The example above shows the most commonly used fields. For the full field reference — every option with type, default, and notes — see InitOptions field reference.

Logical Scoping

Group kernel launches into named phases using GFL_SCOPE:

void train_step() {
GFL_SCOPE("forward_pass") {
conv_kernel<<<grid, block>>>(...);
relu_kernel<<<grid, block>>>(...);
}

GFL_SCOPE("backward_pass") {
grad_kernel<<<grid, block>>>(...);
update_kernel<<<grid, block>>>(...);
}
}

Scopes can be nested. All kernels launched within a scope are attributed to that scope in the report and logs.

System Monitoring

The continuous_system_sampling flag selects the sampling policy:

  • true — system metrics (GPU util, VRAM, temp, power, CPU, RAM) are collected continuously from gpufl::init() to gpufl::shutdown(). Use for always-on monitoring.
  • false (default) — the sampler is idle outside of explicit windows. Two ways to activate it:
    • Automatic, via scopes — any GFL_SCOPE region brackets a sampling window. Sampling starts on scope entry, stops on the outermost scope's exit.
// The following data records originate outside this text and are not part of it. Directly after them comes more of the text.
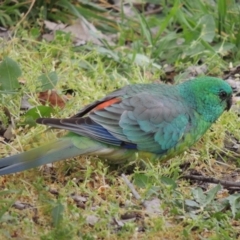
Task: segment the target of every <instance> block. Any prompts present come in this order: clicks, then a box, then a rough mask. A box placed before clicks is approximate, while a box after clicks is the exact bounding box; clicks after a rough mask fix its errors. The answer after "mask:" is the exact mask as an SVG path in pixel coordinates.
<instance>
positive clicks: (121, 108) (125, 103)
mask: <svg viewBox="0 0 240 240" xmlns="http://www.w3.org/2000/svg"><path fill="white" fill-rule="evenodd" d="M116 95H117V96H116ZM173 95H174V92H173ZM122 96H123V95H122ZM86 113H88V116H87V117H82V116H83V115H84V114H86ZM37 122H38V123H41V124H46V125H49V126H53V127H57V128H63V129H67V130H69V131H71V132H74V133H77V134H80V135H84V136H87V137H90V138H92V139H96V140H98V141H100V142H103V143H106V144H110V145H115V146H122V147H125V148H129V149H138V150H142V151H148V152H152V153H158V154H163V153H164V152H166V151H167V150H169V149H170V148H173V147H174V146H175V145H176V144H177V143H178V142H179V141H180V139H181V138H182V137H183V135H184V133H185V132H187V131H188V130H189V129H190V127H191V114H190V113H189V108H188V107H187V106H185V105H184V103H183V102H182V101H181V99H179V98H177V97H176V96H174V97H173V96H172V97H171V96H170V95H169V94H167V95H166V94H164V93H163V94H162V95H156V94H152V93H151V92H149V91H142V92H140V93H136V92H134V93H132V94H131V95H130V96H129V95H124V97H120V94H116V93H115V96H114V94H112V95H111V96H110V95H109V96H107V97H106V98H104V99H103V100H101V101H98V102H95V103H93V104H91V105H88V106H87V107H85V108H84V109H83V110H82V111H81V112H79V113H78V114H77V115H75V116H74V117H72V118H69V119H39V120H37Z"/></svg>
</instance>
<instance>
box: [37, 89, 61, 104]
mask: <svg viewBox="0 0 240 240" xmlns="http://www.w3.org/2000/svg"><path fill="white" fill-rule="evenodd" d="M38 99H39V101H40V102H41V103H42V104H43V105H45V104H46V103H49V105H50V106H51V107H56V106H58V107H60V108H64V107H65V100H64V99H63V98H62V97H61V96H59V95H58V94H57V92H56V91H55V90H48V91H44V92H40V93H39V95H38Z"/></svg>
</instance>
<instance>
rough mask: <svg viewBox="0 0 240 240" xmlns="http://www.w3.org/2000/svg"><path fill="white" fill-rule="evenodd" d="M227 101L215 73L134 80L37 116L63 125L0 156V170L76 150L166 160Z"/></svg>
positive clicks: (231, 101)
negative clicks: (58, 115)
mask: <svg viewBox="0 0 240 240" xmlns="http://www.w3.org/2000/svg"><path fill="white" fill-rule="evenodd" d="M231 104H232V88H231V87H230V85H229V84H228V83H227V82H225V81H223V80H222V79H219V78H214V77H207V76H205V77H199V78H195V79H192V80H188V81H186V82H183V83H181V84H178V85H166V84H155V83H151V84H134V85H128V86H126V87H123V88H121V89H119V90H116V91H114V92H112V93H110V94H109V95H107V96H106V97H104V98H102V99H101V100H99V101H95V102H93V103H92V104H89V105H87V106H86V107H84V108H83V109H82V110H81V111H80V112H78V113H77V114H76V115H74V116H73V117H71V118H67V119H56V118H39V119H37V123H39V124H45V125H47V126H51V127H54V128H61V129H66V130H68V131H69V133H68V134H67V135H65V136H64V137H62V138H60V139H59V140H57V141H55V142H52V143H48V144H47V145H45V146H41V147H39V148H35V149H32V150H30V151H27V152H23V153H20V154H17V155H13V156H10V157H6V158H3V159H1V160H0V175H5V174H11V173H16V172H20V171H24V170H27V169H30V168H34V167H38V166H40V165H43V164H47V163H53V162H56V161H59V160H63V159H66V158H73V157H76V156H79V155H96V156H98V157H99V158H102V159H107V160H108V161H109V163H111V164H124V163H125V162H127V161H132V160H135V159H137V158H141V159H145V158H150V159H159V160H161V161H162V160H167V159H169V158H172V157H173V156H175V155H177V154H180V153H181V152H183V151H184V150H186V149H188V148H189V147H190V146H192V145H193V144H194V143H195V142H196V141H198V140H199V138H200V137H201V136H202V135H203V134H204V133H205V132H206V131H207V129H208V128H209V127H210V126H211V125H212V124H213V123H214V122H215V121H216V120H217V119H218V118H219V117H220V115H221V114H222V113H223V112H224V111H225V110H229V109H230V107H231Z"/></svg>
Nested scopes compose; the sampler keeps running until every activator releases.

    • Manual, via systemStart/Stop — for code paths that aren't bracketed by a scope:

      gpufl::systemStart("training_phase");
      // ... GPU work ...
      gpufl::systemStop("training_phase");

Both mechanisms share a single ref-counted activation, so overlapping scopes and manual calls combine correctly — the sampler runs while any one of them is active.

Profiling Engines (NVIDIA)

Select a profiling engine via InitOptions::profiling_engine. See Profiling engines for the overhead comparison and when to pick each, and the CUDA integration guide for the per-engine deep dive with example code.

Report Generation

After shutdown(), generate a summary report:

gpufl::shutdown();

// Print to console (stdout)
gpufl::generateReport();

// Save to file
gpufl::generateReport("report.txt");

The report includes kernel hotspots, memory transfers, system metrics, scope timing, and profile analysis.

How it Works

  1. Kernel Interception: CUPTI callbacks (NVIDIA) or rocprofiler-sdk buffer tracing (AMD) intercept kernel launches.
  2. Lock-Free Logging: Kernel metadata is pushed into a lock-free ring buffer.
  3. Background Collection: A separate thread drains the ring buffer and writes batched NDJSON logs.
  4. ISA Capture: GPU code objects are captured and disassembled (SASS for NVIDIA, RDNA ISA for AMD).